Community case management (CCM) combined with reactive test-and-treat (RTAT) for malaria was implemented by the National Malaria Elimination Program in a holoendemic region of Zambia. We assessed the impact of CCM + RTAT activities on malaria care seeking, health facility cases, and hospital mortality. We analyzed data from community surveys, a health facility-based passive surveillance network, and a hospital-based severe malaria surveillance system to compare metrics across the program eras (July 2016–July 2018, August 2018–October 2019, and November 2019–July 2021). Geospatial mapping was used to visualize trends in referrals and mortality. Clinical profiles of 696 hospitalized children with malaria were compared and in-hospital mortality were analyzed across periods using multiple logistic regression.
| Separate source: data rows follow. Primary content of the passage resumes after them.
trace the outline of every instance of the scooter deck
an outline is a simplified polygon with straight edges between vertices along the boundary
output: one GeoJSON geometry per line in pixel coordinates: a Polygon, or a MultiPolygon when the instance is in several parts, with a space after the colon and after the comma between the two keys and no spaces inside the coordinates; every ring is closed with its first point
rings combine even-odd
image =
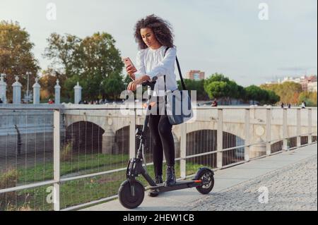
{"type": "Polygon", "coordinates": [[[191,188],[202,185],[202,181],[201,180],[192,180],[192,181],[177,181],[175,184],[171,186],[166,186],[165,183],[160,183],[155,186],[150,186],[150,189],[157,189],[159,192],[166,192],[175,190],[180,190],[184,188],[191,188]]]}

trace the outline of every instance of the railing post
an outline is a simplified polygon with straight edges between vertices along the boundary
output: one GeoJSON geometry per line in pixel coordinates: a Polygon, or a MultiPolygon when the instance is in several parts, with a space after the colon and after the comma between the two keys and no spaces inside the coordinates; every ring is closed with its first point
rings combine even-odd
{"type": "Polygon", "coordinates": [[[56,182],[53,185],[53,205],[54,210],[59,211],[59,162],[60,162],[60,111],[59,109],[54,109],[54,128],[53,128],[53,145],[54,145],[54,156],[53,156],[53,169],[54,169],[54,180],[56,182]]]}
{"type": "Polygon", "coordinates": [[[300,136],[301,136],[301,130],[300,130],[300,109],[297,109],[297,147],[300,146],[300,136]]]}
{"type": "Polygon", "coordinates": [[[244,159],[249,160],[249,109],[245,109],[245,141],[244,159]]]}
{"type": "Polygon", "coordinates": [[[312,109],[308,109],[308,144],[312,142],[312,109]]]}
{"type": "Polygon", "coordinates": [[[287,109],[283,109],[283,150],[287,151],[287,109]]]}
{"type": "MultiPolygon", "coordinates": [[[[223,149],[223,111],[222,109],[218,109],[218,130],[216,132],[217,151],[223,149]]],[[[223,152],[216,153],[216,167],[222,168],[223,166],[223,152]]]]}
{"type": "Polygon", "coordinates": [[[136,154],[136,110],[129,110],[129,159],[136,154]]]}
{"type": "Polygon", "coordinates": [[[266,109],[266,155],[271,154],[271,109],[266,109]]]}
{"type": "Polygon", "coordinates": [[[182,123],[180,138],[180,177],[185,178],[187,176],[187,123],[182,123]]]}

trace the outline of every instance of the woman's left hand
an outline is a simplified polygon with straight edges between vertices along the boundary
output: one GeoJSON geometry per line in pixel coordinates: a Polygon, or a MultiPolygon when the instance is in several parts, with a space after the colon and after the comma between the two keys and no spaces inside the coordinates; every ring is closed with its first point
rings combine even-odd
{"type": "Polygon", "coordinates": [[[127,87],[127,90],[131,90],[131,91],[135,91],[137,89],[137,85],[142,84],[142,83],[143,81],[149,80],[149,79],[150,79],[150,78],[148,75],[144,75],[142,77],[141,77],[140,78],[129,83],[129,84],[128,85],[128,87],[127,87]]]}

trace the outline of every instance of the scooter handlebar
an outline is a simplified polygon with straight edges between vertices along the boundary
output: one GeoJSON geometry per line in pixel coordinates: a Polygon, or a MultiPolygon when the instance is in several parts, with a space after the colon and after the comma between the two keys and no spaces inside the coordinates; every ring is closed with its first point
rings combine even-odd
{"type": "Polygon", "coordinates": [[[158,79],[158,77],[157,76],[154,76],[152,79],[151,79],[151,80],[146,80],[146,81],[144,81],[144,82],[143,82],[142,83],[141,83],[141,85],[143,85],[143,86],[150,86],[150,87],[151,87],[151,86],[154,86],[155,85],[155,80],[157,80],[157,79],[158,79]]]}

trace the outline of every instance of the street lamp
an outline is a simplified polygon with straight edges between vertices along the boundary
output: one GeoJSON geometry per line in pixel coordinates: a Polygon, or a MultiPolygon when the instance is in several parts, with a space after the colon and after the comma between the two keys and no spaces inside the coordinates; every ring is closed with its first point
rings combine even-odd
{"type": "Polygon", "coordinates": [[[28,75],[27,104],[29,104],[29,75],[30,74],[31,74],[31,72],[26,72],[26,75],[28,75]]]}

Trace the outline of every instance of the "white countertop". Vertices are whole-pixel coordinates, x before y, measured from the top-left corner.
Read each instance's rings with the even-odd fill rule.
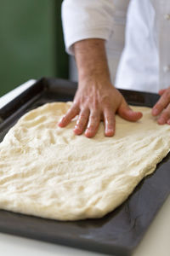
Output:
[[[30,80],[0,97],[0,108],[35,80]],[[3,256],[94,256],[105,255],[82,251],[64,246],[22,238],[0,233],[1,255]],[[170,195],[157,213],[142,241],[132,256],[170,256]]]

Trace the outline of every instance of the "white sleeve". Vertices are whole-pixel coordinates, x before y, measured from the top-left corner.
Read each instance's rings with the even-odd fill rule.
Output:
[[[113,0],[64,0],[62,22],[65,49],[73,55],[75,42],[109,39],[113,32]]]

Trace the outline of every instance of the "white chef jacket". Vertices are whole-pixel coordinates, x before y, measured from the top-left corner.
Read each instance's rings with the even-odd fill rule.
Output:
[[[169,0],[64,0],[62,20],[69,54],[79,40],[105,39],[116,87],[158,92],[170,85]]]

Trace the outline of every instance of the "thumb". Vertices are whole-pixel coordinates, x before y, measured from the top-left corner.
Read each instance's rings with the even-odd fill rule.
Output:
[[[128,103],[123,99],[121,106],[118,108],[118,114],[124,119],[128,121],[137,121],[142,117],[141,112],[136,112],[130,108]]]

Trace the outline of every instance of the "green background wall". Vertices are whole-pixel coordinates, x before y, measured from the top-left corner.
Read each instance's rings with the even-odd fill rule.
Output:
[[[61,2],[0,0],[0,96],[30,79],[67,78]]]

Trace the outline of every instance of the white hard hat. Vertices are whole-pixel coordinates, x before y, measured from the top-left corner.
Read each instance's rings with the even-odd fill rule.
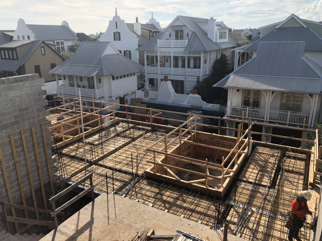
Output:
[[[304,197],[304,198],[308,201],[309,201],[312,197],[312,194],[311,194],[311,192],[306,190],[301,191],[301,195]]]

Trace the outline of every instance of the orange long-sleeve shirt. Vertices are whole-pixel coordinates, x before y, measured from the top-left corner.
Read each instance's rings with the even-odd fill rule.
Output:
[[[302,207],[304,208],[301,210],[298,210],[300,207],[300,205],[298,204],[298,202],[296,200],[294,199],[292,202],[292,212],[293,214],[297,217],[298,218],[301,219],[304,219],[305,217],[305,214],[304,213],[304,210],[308,210],[308,207],[307,204],[305,204],[304,202],[301,202],[301,204]]]

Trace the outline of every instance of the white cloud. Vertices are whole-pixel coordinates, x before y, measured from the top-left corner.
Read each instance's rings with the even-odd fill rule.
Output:
[[[322,20],[322,0],[315,1],[308,7],[301,9],[298,13],[300,17],[313,21]]]

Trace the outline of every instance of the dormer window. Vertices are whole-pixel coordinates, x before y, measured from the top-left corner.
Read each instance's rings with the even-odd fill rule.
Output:
[[[225,31],[219,32],[219,39],[226,39],[227,38],[227,32]]]

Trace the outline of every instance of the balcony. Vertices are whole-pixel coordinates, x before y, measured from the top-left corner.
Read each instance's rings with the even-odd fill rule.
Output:
[[[246,119],[250,117],[260,121],[302,125],[305,119],[306,125],[309,123],[310,114],[308,113],[276,110],[269,110],[266,113],[264,109],[235,105],[232,106],[230,115],[242,118],[243,112],[244,117]]]
[[[87,89],[83,88],[71,87],[66,86],[64,85],[61,85],[58,86],[58,93],[61,93],[62,90],[64,96],[74,98],[78,97],[78,89],[80,89],[80,94],[82,98],[91,99],[92,94],[93,94],[94,99],[98,99],[104,97],[104,91],[103,89],[98,89],[97,94],[95,89]]]
[[[158,48],[185,48],[188,42],[188,39],[182,40],[175,40],[170,39],[167,40],[157,40]]]

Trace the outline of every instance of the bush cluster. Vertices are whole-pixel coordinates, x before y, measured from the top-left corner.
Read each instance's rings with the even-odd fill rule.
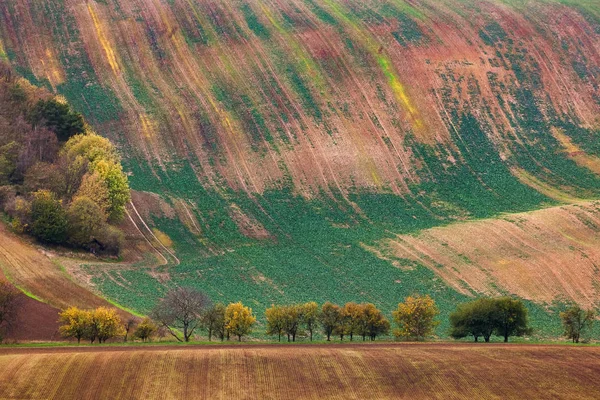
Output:
[[[43,243],[118,254],[129,184],[113,144],[0,64],[0,210]]]

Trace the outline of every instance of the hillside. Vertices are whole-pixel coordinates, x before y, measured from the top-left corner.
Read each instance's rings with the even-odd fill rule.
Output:
[[[10,0],[0,58],[118,143],[154,256],[71,272],[139,312],[506,293],[555,335],[598,304],[595,1]]]
[[[293,352],[289,346],[7,348],[0,349],[0,368],[10,371],[0,376],[3,398],[595,399],[600,395],[596,347],[317,345],[294,346]]]

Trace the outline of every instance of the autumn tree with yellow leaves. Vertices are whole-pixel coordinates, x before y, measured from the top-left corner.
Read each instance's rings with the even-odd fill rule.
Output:
[[[252,309],[242,302],[231,303],[225,309],[225,328],[229,334],[237,336],[240,342],[242,336],[252,332],[255,323],[256,317],[252,314]]]
[[[429,295],[409,296],[392,312],[398,325],[394,333],[406,340],[423,340],[433,334],[439,325],[439,321],[435,320],[439,313],[435,301]]]
[[[88,339],[94,343],[104,343],[108,339],[124,334],[121,317],[115,308],[98,307],[95,310],[81,310],[69,307],[59,314],[59,328],[65,338]]]

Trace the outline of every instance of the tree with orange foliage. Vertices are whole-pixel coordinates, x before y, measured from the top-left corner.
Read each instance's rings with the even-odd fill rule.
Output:
[[[252,332],[252,326],[256,323],[256,317],[252,309],[246,307],[242,302],[231,303],[225,309],[225,328],[229,333],[242,341],[242,336]]]
[[[77,343],[80,343],[89,329],[90,312],[69,307],[58,314],[58,317],[58,322],[62,323],[59,328],[60,334],[65,338],[75,338]]]
[[[398,337],[406,340],[424,340],[433,334],[439,321],[435,317],[440,313],[435,301],[429,296],[409,296],[404,303],[398,304],[398,309],[392,312],[398,329],[394,332]]]

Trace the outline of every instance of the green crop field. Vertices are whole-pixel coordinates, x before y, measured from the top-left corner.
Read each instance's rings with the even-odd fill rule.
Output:
[[[423,293],[440,307],[440,336],[472,296],[522,297],[536,334],[552,337],[567,302],[600,304],[597,268],[585,288],[565,278],[541,296],[536,283],[520,289],[531,275],[494,275],[510,262],[481,262],[495,278],[456,284],[444,271],[460,263],[429,262],[425,239],[402,256],[382,245],[600,199],[599,42],[594,1],[0,5],[0,58],[118,143],[144,192],[135,223],[172,241],[157,246],[166,264],[81,265],[104,297],[147,313],[189,285],[262,318],[271,304],[309,300],[372,302],[389,316]],[[143,200],[152,194],[160,206]],[[600,262],[590,244],[600,215],[586,214],[585,244],[565,233],[577,215],[552,233],[568,242],[560,263],[540,252],[525,264],[543,276]],[[528,232],[519,240],[536,248]]]

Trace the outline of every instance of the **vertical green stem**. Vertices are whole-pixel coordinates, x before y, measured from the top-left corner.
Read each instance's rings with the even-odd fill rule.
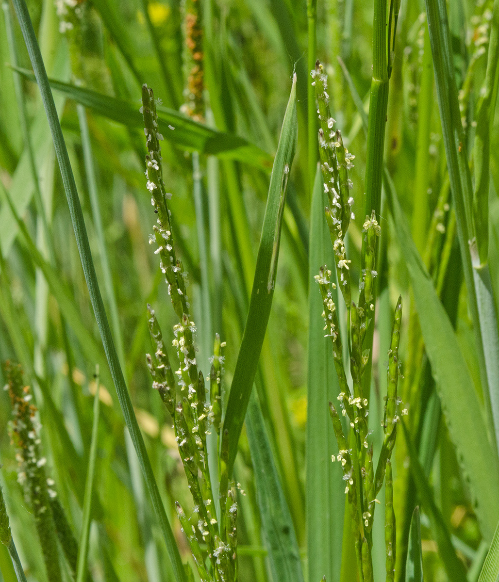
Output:
[[[24,574],[24,571],[23,570],[23,566],[21,564],[21,560],[19,559],[19,556],[17,554],[17,551],[16,549],[16,546],[14,544],[13,540],[10,540],[8,549],[9,553],[10,554],[10,558],[12,560],[12,564],[14,566],[16,576],[17,577],[17,580],[19,582],[27,582],[26,580],[26,574]]]
[[[186,580],[185,570],[160,495],[158,485],[153,472],[153,467],[151,466],[151,462],[146,449],[144,439],[133,412],[133,407],[130,399],[130,395],[126,388],[123,372],[119,364],[116,346],[111,335],[109,322],[95,275],[89,237],[83,220],[82,206],[78,197],[76,184],[75,182],[75,177],[69,162],[68,150],[62,135],[62,130],[61,129],[61,124],[50,90],[40,47],[37,41],[36,35],[33,29],[25,0],[13,0],[13,3],[23,37],[26,44],[30,60],[40,87],[42,100],[52,133],[56,155],[59,162],[62,182],[66,192],[85,280],[89,288],[90,300],[111,368],[111,375],[116,387],[118,400],[125,422],[130,431],[133,445],[137,451],[137,455],[147,485],[153,506],[165,538],[175,579],[177,582],[185,582]]]
[[[92,154],[92,145],[90,142],[90,134],[89,131],[89,124],[87,121],[87,113],[83,105],[76,105],[76,111],[78,114],[78,121],[80,123],[80,132],[82,134],[82,147],[83,149],[83,161],[85,165],[85,174],[87,178],[87,186],[89,189],[89,197],[90,198],[90,206],[92,208],[92,218],[94,221],[94,228],[97,235],[99,256],[101,260],[101,267],[102,269],[104,289],[107,296],[111,313],[111,321],[112,325],[114,340],[116,342],[119,363],[122,367],[125,365],[125,347],[123,342],[123,334],[119,325],[119,316],[118,313],[118,305],[116,301],[116,295],[112,283],[112,275],[109,266],[109,255],[105,243],[102,219],[101,216],[101,209],[99,204],[99,197],[97,193],[97,184],[95,178],[95,171],[94,167],[94,157]]]
[[[381,183],[383,175],[383,152],[384,152],[385,127],[388,105],[388,80],[390,79],[387,56],[387,2],[386,0],[375,0],[373,39],[373,78],[371,81],[371,96],[369,101],[369,118],[367,125],[367,152],[366,158],[364,179],[366,199],[364,215],[370,216],[374,210],[379,222],[381,205]],[[377,249],[375,253],[377,253]],[[364,257],[366,248],[362,244],[362,265],[364,268]],[[373,290],[372,303],[374,306],[371,317],[374,321],[377,294],[377,285]],[[374,325],[369,327],[366,338],[366,345],[372,346]],[[363,378],[364,394],[369,394],[371,385],[372,350],[366,365]]]
[[[417,108],[417,145],[416,154],[416,178],[414,182],[414,206],[412,213],[412,237],[422,255],[426,242],[430,218],[427,189],[429,177],[430,131],[433,107],[433,66],[427,27],[424,27],[423,70]]]
[[[313,79],[310,76],[316,66],[317,58],[317,0],[308,0],[307,17],[308,19],[309,48],[307,56],[307,111],[309,130],[309,187],[310,193],[314,186],[316,166],[317,163],[317,116],[316,112],[315,88]],[[310,194],[312,199],[312,194]]]

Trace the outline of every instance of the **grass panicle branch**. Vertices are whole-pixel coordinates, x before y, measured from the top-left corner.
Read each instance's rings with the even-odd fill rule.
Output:
[[[176,258],[171,233],[171,212],[166,191],[158,132],[158,118],[152,90],[142,87],[142,107],[148,153],[146,157],[147,188],[157,217],[150,242],[157,246],[160,268],[165,276],[168,294],[178,323],[174,326],[173,347],[179,367],[172,370],[168,351],[154,311],[147,306],[148,324],[156,347],[153,357],[147,354],[147,364],[157,389],[174,422],[176,441],[183,463],[194,509],[188,517],[180,503],[175,502],[177,515],[189,541],[197,573],[203,582],[211,580],[232,582],[237,578],[237,504],[235,489],[228,478],[227,451],[222,445],[218,460],[220,519],[211,487],[208,466],[207,435],[212,425],[220,437],[221,421],[220,391],[223,356],[221,342],[215,339],[211,370],[210,396],[214,407],[207,400],[203,373],[198,370],[194,336],[196,326],[191,318],[186,292],[187,274]],[[209,566],[207,566],[209,563]]]
[[[328,205],[325,210],[334,251],[338,285],[346,305],[346,333],[352,389],[348,385],[343,364],[341,328],[337,313],[337,306],[332,297],[332,289],[336,285],[331,283],[331,272],[327,266],[321,268],[315,277],[319,284],[323,299],[324,331],[331,337],[335,367],[338,374],[340,392],[337,397],[343,417],[347,420],[348,432],[344,432],[340,417],[335,406],[330,403],[339,452],[332,455],[332,460],[341,463],[343,479],[346,485],[348,505],[352,518],[357,566],[360,579],[364,582],[373,580],[371,555],[372,528],[376,495],[379,492],[385,474],[387,514],[389,516],[386,531],[390,538],[387,542],[387,569],[391,573],[388,580],[394,580],[395,565],[395,517],[392,508],[392,495],[390,457],[393,450],[399,421],[397,414],[400,401],[397,396],[399,375],[398,347],[402,321],[402,299],[399,298],[395,311],[388,352],[388,392],[385,404],[383,427],[385,438],[380,452],[378,465],[374,474],[373,464],[373,446],[369,442],[367,416],[369,392],[363,389],[363,377],[372,350],[373,314],[374,311],[374,288],[376,272],[377,240],[381,228],[376,219],[374,210],[366,217],[363,228],[362,264],[364,265],[359,283],[359,301],[352,300],[349,264],[346,257],[344,237],[349,224],[353,198],[348,194],[351,183],[348,170],[352,166],[351,155],[344,147],[339,130],[333,129],[335,121],[329,115],[328,95],[327,93],[327,78],[322,65],[317,61],[312,76],[315,83],[320,129],[318,132],[319,148],[322,169],[323,193]],[[325,133],[327,132],[327,133]],[[353,218],[352,214],[352,218]],[[403,413],[406,413],[404,410]],[[388,539],[388,538],[387,538]]]

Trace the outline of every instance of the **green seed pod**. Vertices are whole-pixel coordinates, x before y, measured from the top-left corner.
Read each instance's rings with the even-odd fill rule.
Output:
[[[385,545],[387,552],[387,582],[395,580],[396,550],[396,531],[395,512],[393,508],[393,484],[392,481],[391,463],[390,459],[386,465],[385,484]]]
[[[366,538],[362,538],[362,575],[364,582],[373,582],[371,548]]]
[[[3,499],[3,492],[0,487],[0,542],[4,545],[8,546],[12,539],[12,535],[10,533],[9,516],[7,514],[7,508],[5,507],[5,501]]]
[[[31,403],[30,387],[23,384],[21,367],[7,362],[4,371],[12,406],[11,438],[20,462],[17,480],[23,485],[26,502],[34,514],[48,579],[59,582],[62,574],[57,535],[49,501],[50,496],[55,493],[47,485],[47,459],[41,455],[39,445],[37,409]]]
[[[400,341],[400,326],[402,322],[402,297],[399,297],[395,310],[390,350],[388,352],[388,369],[387,400],[385,406],[385,434],[389,434],[395,421],[398,382],[398,345]]]

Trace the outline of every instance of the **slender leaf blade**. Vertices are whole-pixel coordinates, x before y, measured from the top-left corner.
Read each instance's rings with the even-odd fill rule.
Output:
[[[62,182],[71,215],[71,221],[75,230],[82,265],[83,268],[85,281],[89,288],[90,301],[101,333],[111,375],[116,387],[118,400],[125,423],[130,431],[133,445],[137,451],[137,455],[139,457],[141,469],[144,473],[144,478],[147,485],[153,506],[166,542],[175,579],[177,582],[185,582],[185,570],[153,473],[151,462],[146,449],[146,445],[139,428],[137,418],[133,411],[130,395],[126,388],[123,372],[116,353],[116,347],[111,335],[109,322],[99,289],[95,267],[90,251],[89,237],[83,219],[83,214],[76,190],[76,184],[75,182],[75,177],[69,162],[68,150],[62,135],[62,130],[61,129],[61,124],[55,109],[54,98],[50,89],[40,47],[37,41],[36,35],[33,29],[26,2],[24,0],[13,0],[13,3],[23,37],[28,50],[31,66],[33,68],[40,87],[42,101],[59,162]]]
[[[499,582],[499,523],[480,573],[478,582]]]
[[[34,80],[34,76],[27,69],[16,68],[15,70],[28,79]],[[128,127],[142,129],[142,115],[134,103],[55,79],[49,79],[49,83],[52,89],[100,115]],[[264,168],[270,167],[271,156],[244,138],[233,133],[217,131],[174,109],[159,105],[157,109],[160,132],[165,139],[179,147],[236,159]]]
[[[405,582],[423,582],[423,551],[421,549],[421,520],[419,507],[415,508],[410,520]]]
[[[270,315],[279,256],[281,225],[289,170],[298,140],[298,129],[295,75],[270,177],[249,310],[224,421],[224,438],[228,438],[229,443],[229,473],[236,458],[238,442]]]
[[[98,370],[98,368],[97,368]],[[92,492],[94,488],[94,474],[95,461],[97,458],[97,437],[100,413],[99,400],[99,382],[97,377],[95,395],[94,396],[94,419],[92,423],[92,437],[90,441],[90,454],[89,456],[89,467],[85,483],[85,494],[83,496],[83,516],[82,535],[78,546],[78,559],[76,567],[76,582],[83,582],[87,573],[87,560],[89,551],[89,540],[90,536],[90,520],[92,509]]]
[[[449,580],[452,582],[466,582],[466,570],[464,565],[458,558],[456,551],[452,545],[451,539],[451,534],[445,525],[442,512],[437,506],[435,500],[433,498],[433,491],[428,482],[424,471],[421,466],[419,460],[417,458],[417,453],[414,448],[414,445],[410,440],[409,432],[406,428],[405,425],[402,423],[404,434],[405,435],[407,448],[409,450],[409,455],[410,458],[410,470],[414,477],[414,481],[416,486],[419,492],[419,496],[425,506],[427,508],[429,512],[430,520],[431,523],[431,529],[435,540],[438,545],[438,553],[444,562],[447,576]],[[412,522],[411,523],[411,529],[412,528]],[[409,541],[411,543],[412,540]],[[410,557],[410,553],[408,554],[408,565]],[[406,571],[406,576],[409,573],[409,570]],[[416,580],[416,579],[409,579]],[[407,580],[407,578],[406,578]]]
[[[331,462],[337,446],[328,403],[339,389],[329,338],[324,338],[322,298],[314,276],[334,264],[324,214],[324,190],[317,166],[312,193],[309,275],[309,361],[307,388],[306,520],[309,580],[323,576],[339,580],[344,488],[339,463]]]
[[[274,582],[303,582],[300,551],[254,391],[246,415],[246,431],[264,543]]]
[[[491,540],[499,517],[497,457],[454,330],[409,233],[391,180],[387,173],[385,176],[388,205],[449,432],[469,482],[482,534]]]

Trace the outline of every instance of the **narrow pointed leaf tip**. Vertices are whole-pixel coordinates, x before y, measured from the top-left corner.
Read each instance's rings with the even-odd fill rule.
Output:
[[[224,439],[229,439],[229,474],[236,458],[238,442],[270,315],[277,271],[281,225],[290,169],[298,139],[296,76],[295,74],[270,176],[249,309],[224,421],[222,442]]]

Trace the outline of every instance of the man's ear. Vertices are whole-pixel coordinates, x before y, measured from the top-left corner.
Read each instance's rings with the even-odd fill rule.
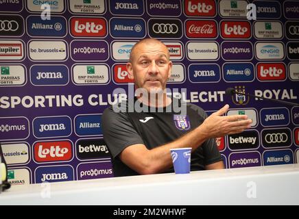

There were more frequent health contacts for malaria reported by community members and a corresponding decrease in health facility malaria cases during CCM + RTAT. Pediatric patients admitted to the hospital with malaria during CCM + RTAT had less severe disease and shorter lengths of stay and in-hospital mortality was lower (odds ratio: 0.24, 95% CI: 0.07–0.84, P = 0.025). Geospatial mapping of the home villages of children hospitalized with malaria showed a wider catchment during CCM + RTAT than before or after. In this high malaria transmission setting, CCM + RTAT increased access to care, shifted malaria case burden from health facilities to community health workers, and improved in-hospital outcomes for malaria, likely from earlier referral. However, RTAT + CCM in this high-transmission area proved unsustainable because of excessive consumption of malaria commodities.

Author Notes

Financial support: This work was supported by the Johns Hopkins Malaria Research Institute, Bloomberg Philanthropies, National Institutes of Health (Grant nos. R34AI165307 and U19AI089680 to W. J. Moss and M. M. Ippolito and Grant no. K23AI139343 to M. M. Ippolito) and by the Burroughs Wellcome Fund/American Society of Tropical Medicine and Hygiene (Postdoctoral Fellowship in Tropical Medicine to M. M. Ippolito).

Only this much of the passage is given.